En général, quand vous êtes allergique, vous le savez, vous avez l'habitude. Les ans, c'est un peu la même chose. C'est plus ou moins fort suivant les années. Mais vous voyez bien la différence entre une maladie qui ne touche que le nez, les yeux, parfois vous fait tousser un petit peu, mais qui ne vous donne pas de fièvre et qui n'agit pas sur votre état général.

2:40
Présentateur

Est-ce que les patients sont revenus chez les généralistes ?

2:44
Invité

Oui, très généralement, dans nos cabinets, on observe une reprise de l'activité.
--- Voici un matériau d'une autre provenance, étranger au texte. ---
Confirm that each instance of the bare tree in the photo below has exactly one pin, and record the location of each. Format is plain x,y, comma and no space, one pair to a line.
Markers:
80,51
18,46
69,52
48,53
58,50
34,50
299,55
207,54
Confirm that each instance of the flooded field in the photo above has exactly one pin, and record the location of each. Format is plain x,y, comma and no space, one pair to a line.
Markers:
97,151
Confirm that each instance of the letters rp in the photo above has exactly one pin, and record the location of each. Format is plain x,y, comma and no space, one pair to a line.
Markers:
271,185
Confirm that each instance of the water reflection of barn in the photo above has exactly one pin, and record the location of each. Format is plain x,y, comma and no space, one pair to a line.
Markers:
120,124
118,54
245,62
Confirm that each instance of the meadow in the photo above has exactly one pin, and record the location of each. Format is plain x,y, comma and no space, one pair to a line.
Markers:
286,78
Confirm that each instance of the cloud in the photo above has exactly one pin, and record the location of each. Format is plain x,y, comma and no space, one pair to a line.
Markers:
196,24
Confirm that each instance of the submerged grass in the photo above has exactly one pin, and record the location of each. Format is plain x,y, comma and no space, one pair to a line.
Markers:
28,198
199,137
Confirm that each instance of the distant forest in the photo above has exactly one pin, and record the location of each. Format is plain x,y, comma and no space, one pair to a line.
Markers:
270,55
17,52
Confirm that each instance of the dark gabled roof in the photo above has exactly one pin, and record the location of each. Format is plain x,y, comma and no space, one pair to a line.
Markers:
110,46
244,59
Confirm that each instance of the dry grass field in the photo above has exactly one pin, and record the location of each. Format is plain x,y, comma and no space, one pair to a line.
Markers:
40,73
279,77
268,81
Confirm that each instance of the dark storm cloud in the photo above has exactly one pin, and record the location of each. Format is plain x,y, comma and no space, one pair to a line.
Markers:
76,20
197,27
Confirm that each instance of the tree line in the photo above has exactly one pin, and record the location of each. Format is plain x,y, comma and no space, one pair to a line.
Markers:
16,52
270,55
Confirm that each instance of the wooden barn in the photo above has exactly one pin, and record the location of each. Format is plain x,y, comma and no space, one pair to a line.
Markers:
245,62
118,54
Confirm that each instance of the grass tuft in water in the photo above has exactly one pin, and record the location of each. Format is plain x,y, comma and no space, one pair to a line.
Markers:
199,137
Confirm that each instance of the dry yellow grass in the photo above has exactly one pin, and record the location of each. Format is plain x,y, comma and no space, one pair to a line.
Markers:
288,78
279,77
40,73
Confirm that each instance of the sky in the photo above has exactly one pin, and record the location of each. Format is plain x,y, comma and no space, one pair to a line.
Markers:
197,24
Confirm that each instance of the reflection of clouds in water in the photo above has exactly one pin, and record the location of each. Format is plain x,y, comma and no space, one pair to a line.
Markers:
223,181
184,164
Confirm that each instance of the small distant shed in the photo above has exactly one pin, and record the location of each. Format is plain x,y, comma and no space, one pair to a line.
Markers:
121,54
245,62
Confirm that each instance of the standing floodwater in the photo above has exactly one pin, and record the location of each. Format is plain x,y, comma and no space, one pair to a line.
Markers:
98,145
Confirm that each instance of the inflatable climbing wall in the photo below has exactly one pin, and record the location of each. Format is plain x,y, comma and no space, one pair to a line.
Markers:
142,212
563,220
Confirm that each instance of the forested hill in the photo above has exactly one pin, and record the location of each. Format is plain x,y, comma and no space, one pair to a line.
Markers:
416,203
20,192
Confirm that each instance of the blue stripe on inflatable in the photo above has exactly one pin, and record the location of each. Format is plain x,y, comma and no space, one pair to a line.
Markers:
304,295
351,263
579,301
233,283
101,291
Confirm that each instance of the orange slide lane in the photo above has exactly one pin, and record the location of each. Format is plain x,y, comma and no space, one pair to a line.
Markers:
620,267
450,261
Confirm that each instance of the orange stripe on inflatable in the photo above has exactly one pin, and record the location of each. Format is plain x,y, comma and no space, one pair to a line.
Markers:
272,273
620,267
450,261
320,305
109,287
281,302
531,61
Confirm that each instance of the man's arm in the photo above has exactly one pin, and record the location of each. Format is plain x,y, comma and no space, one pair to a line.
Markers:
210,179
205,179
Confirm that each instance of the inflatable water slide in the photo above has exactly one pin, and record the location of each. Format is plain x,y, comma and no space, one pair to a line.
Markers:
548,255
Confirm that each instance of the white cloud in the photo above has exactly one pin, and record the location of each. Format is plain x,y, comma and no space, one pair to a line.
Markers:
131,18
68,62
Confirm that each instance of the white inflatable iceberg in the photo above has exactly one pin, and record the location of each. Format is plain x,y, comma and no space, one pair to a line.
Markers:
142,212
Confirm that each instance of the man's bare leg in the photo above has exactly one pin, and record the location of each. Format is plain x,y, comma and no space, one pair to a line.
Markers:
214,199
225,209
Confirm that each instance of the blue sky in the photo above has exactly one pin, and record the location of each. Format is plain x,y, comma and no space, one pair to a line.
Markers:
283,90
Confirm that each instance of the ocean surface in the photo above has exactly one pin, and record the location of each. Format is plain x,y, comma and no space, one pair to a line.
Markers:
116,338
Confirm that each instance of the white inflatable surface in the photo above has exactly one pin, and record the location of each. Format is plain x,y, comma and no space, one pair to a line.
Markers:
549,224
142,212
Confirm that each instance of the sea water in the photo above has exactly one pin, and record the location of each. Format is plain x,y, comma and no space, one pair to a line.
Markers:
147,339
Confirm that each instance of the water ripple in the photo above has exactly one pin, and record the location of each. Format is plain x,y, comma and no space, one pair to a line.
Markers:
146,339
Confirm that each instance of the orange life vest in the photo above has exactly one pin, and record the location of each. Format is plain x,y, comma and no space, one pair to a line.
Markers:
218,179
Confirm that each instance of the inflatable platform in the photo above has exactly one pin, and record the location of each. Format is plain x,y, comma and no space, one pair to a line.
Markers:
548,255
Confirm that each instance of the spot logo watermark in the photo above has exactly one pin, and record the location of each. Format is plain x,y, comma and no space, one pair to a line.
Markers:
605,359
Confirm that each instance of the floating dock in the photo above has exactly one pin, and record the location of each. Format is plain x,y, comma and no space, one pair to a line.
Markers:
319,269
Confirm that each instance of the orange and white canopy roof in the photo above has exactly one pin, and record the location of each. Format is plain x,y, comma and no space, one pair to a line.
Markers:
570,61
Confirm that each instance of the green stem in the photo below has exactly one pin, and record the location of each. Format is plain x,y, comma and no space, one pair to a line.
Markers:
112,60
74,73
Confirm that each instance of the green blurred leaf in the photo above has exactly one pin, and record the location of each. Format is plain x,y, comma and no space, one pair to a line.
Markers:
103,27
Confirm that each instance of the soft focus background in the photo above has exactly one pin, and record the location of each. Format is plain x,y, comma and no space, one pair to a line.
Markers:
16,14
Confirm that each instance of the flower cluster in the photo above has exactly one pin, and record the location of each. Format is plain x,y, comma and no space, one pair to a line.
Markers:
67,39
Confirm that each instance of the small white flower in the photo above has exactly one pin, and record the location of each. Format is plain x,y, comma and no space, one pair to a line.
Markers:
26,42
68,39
Et beaucoup de patients chroniques, des patients qui ont une maladie comme un diabète ou une hypertension, qui reviennent nous voir. Par contre, on voit peu, et ça, c'est l'effet du confinement, des patients qui présentent des rhinopharyngites, des angines ou des otites. Ceux-là sont peu nombreux. Les virus circulent peu en général.

3:03
Présentateur

Bien. Merci beaucoup, docteur Battistoni. Merci d'avoir été avec nous pour cette étude intéressante qui prouve bien, qui confirme bien que l'épidémie est en train de, je ne sais pas, disparaître. J'hésite, j'hésite. Parce que pour l'instant, elle n'a pas disparu. Il y a encore des cas. Donc disparaître, on ne peut pas employer ce mot. Mais l'épidémie qui, évidemment, s'est ralentie considérablement.